STOCKS TO BUY: TheStreet Quant Ratings has identified a handful of stocks that can potentially TRIPLE in the next 12 months. Learn more.

Two Harbors Investment

Dividend Yield: 10.00%

Two Harbors Investment (NYSE: TWO) shares currently have a dividend yield of 10.00%.

Two Harbors Investment Corp. operates as a real estate investment trust (REIT) that focuses on investing in, financing, and managing residential mortgage-backed securities (RMBS), residential mortgage loans, mortgage servicing rights, and other financial assets. The company has a P/E ratio of 9.53.

The average volume for Two Harbors Investment has been 3,636,000 shares per day over the past 30 days. Two Harbors Investment has a market cap of $3.8 billion and is part of the real estate industry. Shares are up 12% year-to-date as of the close of trading on Monday.

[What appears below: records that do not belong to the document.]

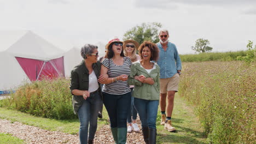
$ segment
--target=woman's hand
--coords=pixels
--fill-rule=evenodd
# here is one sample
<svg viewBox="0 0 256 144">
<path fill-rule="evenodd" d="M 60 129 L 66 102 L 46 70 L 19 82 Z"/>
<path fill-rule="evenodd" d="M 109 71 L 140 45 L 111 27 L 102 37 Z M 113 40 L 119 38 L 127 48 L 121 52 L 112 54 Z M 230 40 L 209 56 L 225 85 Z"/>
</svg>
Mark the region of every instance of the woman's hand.
<svg viewBox="0 0 256 144">
<path fill-rule="evenodd" d="M 88 91 L 84 91 L 83 92 L 83 98 L 84 98 L 85 100 L 86 100 L 88 97 L 90 97 L 90 92 Z"/>
<path fill-rule="evenodd" d="M 134 79 L 135 80 L 137 80 L 140 81 L 141 82 L 143 82 L 144 79 L 146 79 L 146 77 L 143 75 L 139 75 L 139 76 L 135 76 L 134 77 Z"/>
<path fill-rule="evenodd" d="M 147 83 L 150 85 L 154 85 L 155 83 L 155 81 L 154 81 L 153 78 L 152 77 L 148 77 L 144 79 L 144 83 Z"/>
<path fill-rule="evenodd" d="M 98 77 L 98 81 L 101 83 L 102 82 L 104 82 L 105 81 L 107 81 L 108 78 L 108 74 L 101 75 Z"/>
<path fill-rule="evenodd" d="M 118 80 L 123 81 L 127 81 L 127 79 L 128 79 L 128 76 L 127 75 L 119 75 L 117 77 Z"/>
</svg>

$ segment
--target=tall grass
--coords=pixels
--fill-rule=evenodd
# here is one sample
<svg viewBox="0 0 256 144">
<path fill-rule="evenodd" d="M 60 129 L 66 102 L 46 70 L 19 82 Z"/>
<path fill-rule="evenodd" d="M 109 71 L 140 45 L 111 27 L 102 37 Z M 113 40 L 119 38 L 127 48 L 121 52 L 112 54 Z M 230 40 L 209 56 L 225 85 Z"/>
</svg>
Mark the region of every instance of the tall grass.
<svg viewBox="0 0 256 144">
<path fill-rule="evenodd" d="M 183 63 L 179 94 L 210 143 L 255 143 L 256 68 L 240 61 Z"/>
<path fill-rule="evenodd" d="M 226 52 L 205 52 L 198 54 L 181 55 L 182 62 L 232 61 L 238 56 L 246 56 L 247 51 L 240 51 Z"/>
<path fill-rule="evenodd" d="M 69 80 L 61 77 L 25 83 L 2 105 L 43 117 L 76 118 L 69 85 Z"/>
</svg>

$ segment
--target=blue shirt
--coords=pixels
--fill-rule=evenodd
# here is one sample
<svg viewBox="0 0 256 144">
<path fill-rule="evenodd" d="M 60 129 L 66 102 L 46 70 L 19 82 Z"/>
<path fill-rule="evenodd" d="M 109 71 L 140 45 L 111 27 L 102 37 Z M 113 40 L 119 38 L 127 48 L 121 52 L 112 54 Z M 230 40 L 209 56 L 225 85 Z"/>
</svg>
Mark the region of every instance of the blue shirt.
<svg viewBox="0 0 256 144">
<path fill-rule="evenodd" d="M 182 69 L 181 61 L 176 46 L 168 42 L 166 51 L 165 51 L 160 42 L 156 45 L 159 49 L 159 58 L 157 63 L 160 68 L 160 78 L 172 77 L 178 70 Z"/>
</svg>

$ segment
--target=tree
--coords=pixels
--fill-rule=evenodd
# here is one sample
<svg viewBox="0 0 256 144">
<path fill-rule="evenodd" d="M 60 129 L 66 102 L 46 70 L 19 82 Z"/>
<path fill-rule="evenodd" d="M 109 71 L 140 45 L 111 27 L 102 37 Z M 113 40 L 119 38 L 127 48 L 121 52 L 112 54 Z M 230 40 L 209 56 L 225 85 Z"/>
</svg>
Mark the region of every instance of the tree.
<svg viewBox="0 0 256 144">
<path fill-rule="evenodd" d="M 253 41 L 248 40 L 246 47 L 247 47 L 246 56 L 238 56 L 236 58 L 237 60 L 244 61 L 248 64 L 249 64 L 256 60 L 256 45 L 253 47 Z"/>
<path fill-rule="evenodd" d="M 159 22 L 145 23 L 141 26 L 137 26 L 126 32 L 124 34 L 124 40 L 132 39 L 139 44 L 145 40 L 150 40 L 156 43 L 159 41 L 158 32 L 162 25 Z"/>
<path fill-rule="evenodd" d="M 199 39 L 196 40 L 195 46 L 191 46 L 191 48 L 192 50 L 198 52 L 210 52 L 212 50 L 212 47 L 207 46 L 210 44 L 208 39 Z"/>
</svg>

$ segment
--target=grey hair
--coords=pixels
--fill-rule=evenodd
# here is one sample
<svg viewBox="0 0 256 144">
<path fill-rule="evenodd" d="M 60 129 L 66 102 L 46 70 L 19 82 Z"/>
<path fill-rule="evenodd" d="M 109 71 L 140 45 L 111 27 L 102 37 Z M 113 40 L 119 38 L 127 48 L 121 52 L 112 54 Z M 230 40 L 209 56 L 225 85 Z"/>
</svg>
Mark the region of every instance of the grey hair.
<svg viewBox="0 0 256 144">
<path fill-rule="evenodd" d="M 159 35 L 161 33 L 161 32 L 164 32 L 164 33 L 167 33 L 167 35 L 169 35 L 169 32 L 168 32 L 168 30 L 167 30 L 166 29 L 161 29 L 159 31 Z"/>
<path fill-rule="evenodd" d="M 81 56 L 84 59 L 86 59 L 86 55 L 94 53 L 94 50 L 98 49 L 98 46 L 95 45 L 86 44 L 81 48 Z"/>
</svg>

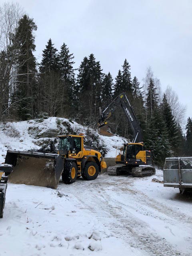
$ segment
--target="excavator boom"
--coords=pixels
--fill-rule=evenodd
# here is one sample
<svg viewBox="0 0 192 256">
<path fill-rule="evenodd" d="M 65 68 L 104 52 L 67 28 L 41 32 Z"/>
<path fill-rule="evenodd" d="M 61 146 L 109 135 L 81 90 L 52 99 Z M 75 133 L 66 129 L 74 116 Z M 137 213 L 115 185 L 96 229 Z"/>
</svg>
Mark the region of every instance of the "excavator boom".
<svg viewBox="0 0 192 256">
<path fill-rule="evenodd" d="M 140 142 L 142 140 L 142 131 L 133 108 L 124 92 L 117 96 L 101 113 L 98 122 L 98 127 L 100 128 L 107 124 L 106 120 L 111 116 L 116 108 L 121 106 L 129 120 L 133 132 L 133 142 Z"/>
</svg>

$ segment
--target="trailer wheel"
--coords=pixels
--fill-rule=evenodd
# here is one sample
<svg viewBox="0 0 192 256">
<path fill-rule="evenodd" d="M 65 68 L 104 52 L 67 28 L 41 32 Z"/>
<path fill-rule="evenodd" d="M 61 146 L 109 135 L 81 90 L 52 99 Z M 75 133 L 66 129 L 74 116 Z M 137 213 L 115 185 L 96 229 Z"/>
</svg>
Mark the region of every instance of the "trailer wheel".
<svg viewBox="0 0 192 256">
<path fill-rule="evenodd" d="M 3 208 L 4 208 L 4 202 L 5 198 L 4 193 L 0 191 L 0 218 L 3 218 Z"/>
<path fill-rule="evenodd" d="M 77 166 L 73 162 L 67 161 L 62 173 L 62 180 L 66 184 L 74 182 L 77 176 Z"/>
<path fill-rule="evenodd" d="M 82 173 L 82 177 L 86 180 L 95 180 L 99 174 L 99 167 L 94 162 L 88 161 L 86 164 Z"/>
</svg>

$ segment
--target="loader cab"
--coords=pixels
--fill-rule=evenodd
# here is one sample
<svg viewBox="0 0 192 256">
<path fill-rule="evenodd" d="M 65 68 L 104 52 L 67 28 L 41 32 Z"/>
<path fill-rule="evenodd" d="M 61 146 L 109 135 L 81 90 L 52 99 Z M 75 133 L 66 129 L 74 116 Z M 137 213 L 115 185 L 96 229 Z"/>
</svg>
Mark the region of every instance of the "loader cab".
<svg viewBox="0 0 192 256">
<path fill-rule="evenodd" d="M 60 139 L 59 151 L 63 150 L 65 152 L 70 152 L 72 156 L 76 156 L 79 152 L 82 151 L 82 136 L 72 135 L 61 135 L 58 137 Z M 65 153 L 64 154 L 67 154 Z"/>
</svg>

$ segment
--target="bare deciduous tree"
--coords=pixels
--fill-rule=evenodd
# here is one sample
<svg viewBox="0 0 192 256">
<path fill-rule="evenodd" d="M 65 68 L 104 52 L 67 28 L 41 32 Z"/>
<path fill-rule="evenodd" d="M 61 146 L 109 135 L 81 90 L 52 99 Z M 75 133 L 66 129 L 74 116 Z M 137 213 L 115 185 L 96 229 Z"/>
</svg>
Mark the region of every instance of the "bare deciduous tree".
<svg viewBox="0 0 192 256">
<path fill-rule="evenodd" d="M 16 58 L 15 34 L 22 13 L 18 4 L 5 3 L 0 6 L 0 120 L 2 112 L 7 109 L 10 81 L 17 71 L 14 67 Z"/>
<path fill-rule="evenodd" d="M 185 124 L 186 105 L 180 102 L 178 95 L 170 85 L 167 86 L 165 93 L 176 122 L 183 126 Z"/>
</svg>

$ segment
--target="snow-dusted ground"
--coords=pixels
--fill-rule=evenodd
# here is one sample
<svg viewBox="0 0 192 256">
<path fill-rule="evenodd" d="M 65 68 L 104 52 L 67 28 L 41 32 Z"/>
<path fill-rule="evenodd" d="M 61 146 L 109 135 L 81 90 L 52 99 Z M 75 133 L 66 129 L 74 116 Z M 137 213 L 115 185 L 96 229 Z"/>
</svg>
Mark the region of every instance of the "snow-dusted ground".
<svg viewBox="0 0 192 256">
<path fill-rule="evenodd" d="M 39 148 L 50 132 L 54 139 L 69 129 L 87 136 L 90 131 L 108 157 L 125 141 L 59 119 L 0 124 L 0 163 L 7 149 Z M 104 174 L 91 181 L 61 182 L 57 190 L 8 184 L 0 256 L 192 255 L 192 198 L 152 182 L 162 180 L 162 171 L 156 173 L 144 178 Z"/>
<path fill-rule="evenodd" d="M 9 184 L 0 255 L 192 255 L 192 199 L 144 178 Z"/>
</svg>

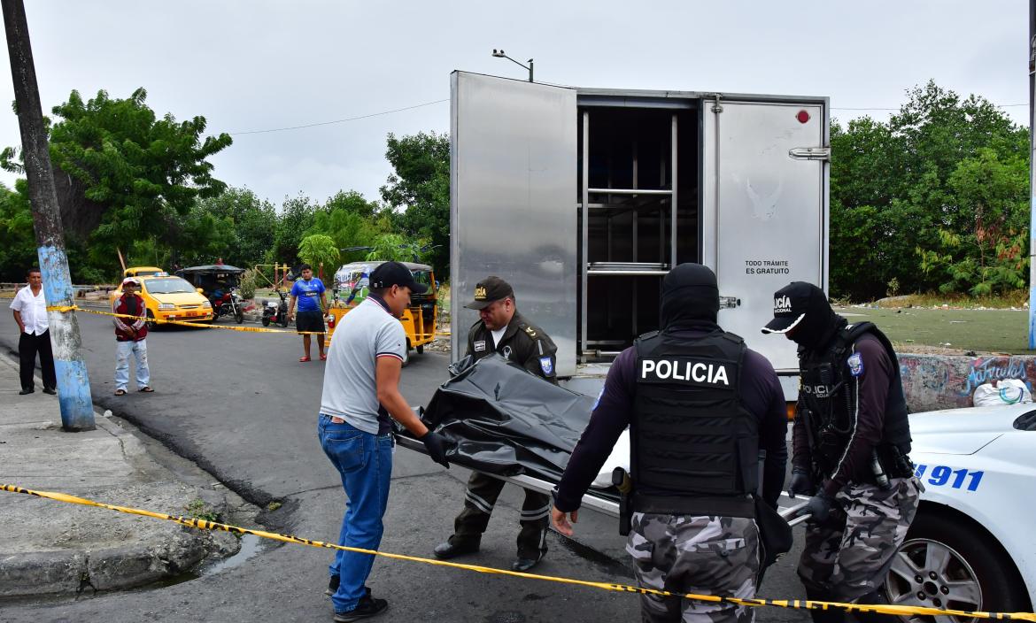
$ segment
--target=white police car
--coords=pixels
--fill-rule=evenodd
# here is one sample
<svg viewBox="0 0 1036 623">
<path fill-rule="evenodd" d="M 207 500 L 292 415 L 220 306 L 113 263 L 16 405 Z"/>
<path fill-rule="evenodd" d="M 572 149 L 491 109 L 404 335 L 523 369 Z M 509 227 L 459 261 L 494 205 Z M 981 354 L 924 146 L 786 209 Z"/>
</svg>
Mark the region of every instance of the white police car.
<svg viewBox="0 0 1036 623">
<path fill-rule="evenodd" d="M 910 421 L 925 492 L 889 572 L 889 600 L 1033 612 L 1036 404 L 932 411 Z"/>
</svg>

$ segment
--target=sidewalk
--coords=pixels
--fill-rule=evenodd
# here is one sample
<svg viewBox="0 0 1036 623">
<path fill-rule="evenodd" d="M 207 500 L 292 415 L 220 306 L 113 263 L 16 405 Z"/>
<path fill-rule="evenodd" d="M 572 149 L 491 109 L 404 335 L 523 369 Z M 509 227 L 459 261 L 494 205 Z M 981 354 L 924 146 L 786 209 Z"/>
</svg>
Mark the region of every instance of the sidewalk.
<svg viewBox="0 0 1036 623">
<path fill-rule="evenodd" d="M 18 363 L 0 352 L 0 482 L 177 515 L 239 505 L 222 485 L 185 483 L 117 421 L 62 432 L 57 396 L 41 388 L 37 376 L 35 393 L 19 395 Z M 142 586 L 238 548 L 228 533 L 6 492 L 0 526 L 0 597 Z"/>
</svg>

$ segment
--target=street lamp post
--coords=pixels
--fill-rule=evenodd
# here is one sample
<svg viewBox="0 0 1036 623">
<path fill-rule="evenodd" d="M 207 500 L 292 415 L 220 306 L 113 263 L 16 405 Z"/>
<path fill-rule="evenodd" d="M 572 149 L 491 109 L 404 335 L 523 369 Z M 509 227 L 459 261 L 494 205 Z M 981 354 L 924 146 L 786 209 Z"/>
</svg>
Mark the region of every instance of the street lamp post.
<svg viewBox="0 0 1036 623">
<path fill-rule="evenodd" d="M 514 63 L 514 64 L 516 64 L 516 65 L 518 65 L 520 67 L 523 67 L 525 69 L 528 69 L 528 81 L 533 82 L 533 59 L 528 59 L 528 61 L 527 61 L 528 65 L 523 65 L 522 63 L 519 63 L 515 59 L 513 59 L 510 56 L 508 56 L 507 54 L 505 54 L 502 50 L 493 50 L 493 56 L 495 56 L 496 58 L 506 58 L 509 61 L 511 61 L 512 63 Z"/>
</svg>

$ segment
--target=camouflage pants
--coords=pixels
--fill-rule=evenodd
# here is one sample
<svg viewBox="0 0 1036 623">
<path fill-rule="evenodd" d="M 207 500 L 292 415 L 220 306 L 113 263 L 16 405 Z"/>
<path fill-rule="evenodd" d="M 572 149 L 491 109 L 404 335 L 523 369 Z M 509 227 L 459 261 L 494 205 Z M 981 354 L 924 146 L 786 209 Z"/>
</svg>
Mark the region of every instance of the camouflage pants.
<svg viewBox="0 0 1036 623">
<path fill-rule="evenodd" d="M 626 551 L 640 587 L 674 593 L 755 596 L 759 530 L 754 520 L 633 513 Z M 645 623 L 751 623 L 752 609 L 680 597 L 640 596 Z"/>
<path fill-rule="evenodd" d="M 813 599 L 854 601 L 885 583 L 892 555 L 917 513 L 916 478 L 893 478 L 892 487 L 850 484 L 841 505 L 824 524 L 806 525 L 799 576 Z"/>
</svg>

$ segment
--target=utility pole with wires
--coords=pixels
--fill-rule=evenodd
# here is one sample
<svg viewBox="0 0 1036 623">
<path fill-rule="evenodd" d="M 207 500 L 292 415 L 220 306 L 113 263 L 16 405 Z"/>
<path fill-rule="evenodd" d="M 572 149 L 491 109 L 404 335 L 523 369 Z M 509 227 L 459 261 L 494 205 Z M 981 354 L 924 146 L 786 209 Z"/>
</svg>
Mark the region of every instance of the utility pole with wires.
<svg viewBox="0 0 1036 623">
<path fill-rule="evenodd" d="M 29 203 L 36 232 L 36 250 L 44 277 L 44 298 L 48 306 L 70 307 L 75 302 L 68 258 L 64 250 L 64 230 L 54 189 L 51 152 L 44 128 L 44 112 L 39 103 L 36 68 L 29 42 L 29 26 L 23 0 L 0 0 L 4 30 L 7 34 L 7 55 L 15 83 L 15 106 L 18 125 L 22 130 L 22 153 L 25 176 L 29 182 Z M 93 431 L 93 400 L 90 380 L 83 362 L 83 343 L 75 312 L 47 313 L 51 345 L 54 350 L 54 372 L 57 373 L 58 403 L 61 425 L 65 431 Z"/>
</svg>

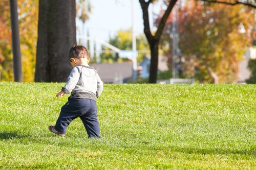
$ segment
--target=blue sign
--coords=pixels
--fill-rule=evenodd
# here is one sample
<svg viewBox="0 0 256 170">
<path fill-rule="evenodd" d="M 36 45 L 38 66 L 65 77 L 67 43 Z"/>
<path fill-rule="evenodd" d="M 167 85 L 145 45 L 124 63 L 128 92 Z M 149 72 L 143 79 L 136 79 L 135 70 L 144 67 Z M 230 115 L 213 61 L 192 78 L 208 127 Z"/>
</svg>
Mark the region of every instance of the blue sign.
<svg viewBox="0 0 256 170">
<path fill-rule="evenodd" d="M 132 50 L 121 50 L 118 53 L 118 56 L 121 58 L 131 58 L 138 57 L 138 52 Z"/>
</svg>

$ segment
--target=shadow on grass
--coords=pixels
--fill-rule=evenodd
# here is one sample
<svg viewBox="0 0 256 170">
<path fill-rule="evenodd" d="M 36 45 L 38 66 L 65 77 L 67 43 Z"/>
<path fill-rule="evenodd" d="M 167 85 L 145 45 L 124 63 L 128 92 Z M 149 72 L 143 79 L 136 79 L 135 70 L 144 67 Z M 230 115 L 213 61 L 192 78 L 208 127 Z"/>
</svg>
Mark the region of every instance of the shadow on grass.
<svg viewBox="0 0 256 170">
<path fill-rule="evenodd" d="M 0 132 L 0 139 L 11 139 L 13 138 L 24 138 L 24 136 L 18 135 L 19 133 L 18 132 Z"/>
</svg>

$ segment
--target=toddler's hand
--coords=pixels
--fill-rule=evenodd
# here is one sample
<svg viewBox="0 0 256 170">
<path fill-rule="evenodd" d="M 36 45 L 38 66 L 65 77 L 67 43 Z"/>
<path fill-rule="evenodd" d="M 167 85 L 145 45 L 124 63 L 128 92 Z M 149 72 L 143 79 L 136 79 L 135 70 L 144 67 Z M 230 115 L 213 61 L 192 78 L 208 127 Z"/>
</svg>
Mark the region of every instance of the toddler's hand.
<svg viewBox="0 0 256 170">
<path fill-rule="evenodd" d="M 56 95 L 56 96 L 57 98 L 61 98 L 62 96 L 64 95 L 64 94 L 65 94 L 65 93 L 62 91 L 60 91 Z"/>
</svg>

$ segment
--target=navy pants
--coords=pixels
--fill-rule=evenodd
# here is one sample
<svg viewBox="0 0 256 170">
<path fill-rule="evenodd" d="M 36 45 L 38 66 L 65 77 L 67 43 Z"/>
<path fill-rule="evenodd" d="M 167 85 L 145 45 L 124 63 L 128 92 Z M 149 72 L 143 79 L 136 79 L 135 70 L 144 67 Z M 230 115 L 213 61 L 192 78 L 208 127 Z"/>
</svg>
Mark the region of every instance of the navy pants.
<svg viewBox="0 0 256 170">
<path fill-rule="evenodd" d="M 66 134 L 68 126 L 73 119 L 79 117 L 82 121 L 89 137 L 99 138 L 97 112 L 96 101 L 69 97 L 68 102 L 61 107 L 55 129 L 60 133 Z"/>
</svg>

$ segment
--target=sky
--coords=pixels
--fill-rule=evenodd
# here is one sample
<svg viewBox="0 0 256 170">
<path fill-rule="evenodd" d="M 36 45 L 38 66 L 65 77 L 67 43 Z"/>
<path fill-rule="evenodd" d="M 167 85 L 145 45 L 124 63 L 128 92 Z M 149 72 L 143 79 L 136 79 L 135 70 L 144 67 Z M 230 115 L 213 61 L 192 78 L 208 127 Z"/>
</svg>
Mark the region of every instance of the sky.
<svg viewBox="0 0 256 170">
<path fill-rule="evenodd" d="M 87 36 L 89 32 L 90 37 L 109 42 L 110 36 L 113 38 L 118 31 L 131 29 L 132 23 L 135 35 L 143 33 L 142 13 L 138 0 L 90 0 L 90 3 L 92 8 L 89 20 L 83 26 L 80 21 L 76 20 L 77 35 Z M 97 42 L 90 42 L 91 48 L 94 44 L 96 51 L 100 51 L 101 45 Z"/>
</svg>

TheStreet Ratings rates Two Harbors Investment as a hold. The company's strengths can be seen in multiple areas, such as its reasonable valuation levels, good cash flow from operations and increase in stock price during the past year. However, as a counter to these strengths, we also find weaknesses including unimpressive growth in net income and feeble growth in the company's earnings per share.

Highlights from the ratings report include:
  • Net operating cash flow has significantly increased by 2327.34% to $456.25 million when compared to the same quarter last year. In addition, TWO HARBORS INVESTMENT CORP has also vastly surpassed the industry average cash flow growth rate of 29.86%.
  • Compared to where it was 12 months ago, the stock is up, but it has so far lagged the appreciation in the S&P 500. Despite the fact that it has already risen in the past year, there is currently no conclusive evidence that warrants the purchase or sale of this stock.
  • TWO HARBORS INVESTMENT CORP has experienced a steep decline in earnings per share in the most recent quarter in comparison to its performance from the same quarter a year ago. This company has reported somewhat volatile earnings recently. We feel it is likely to report a decline in earnings in the coming year. During the past fiscal year, TWO HARBORS INVESTMENT CORP increased its bottom line by earning $1.66 versus $1.11 in the prior year. For the next year, the market is expecting a contraction of 39.1% in earnings ($1.01 versus $1.66).
  • The company, on the basis of change in net income from the same quarter one year ago, has significantly underperformed when compared to that of the S&P 500 and the Real Estate Investment Trusts (REITs) industry. The net income has significantly decreased by 120.3% when compared to the same quarter one year ago, falling from $143.72 million to -$29.15 million.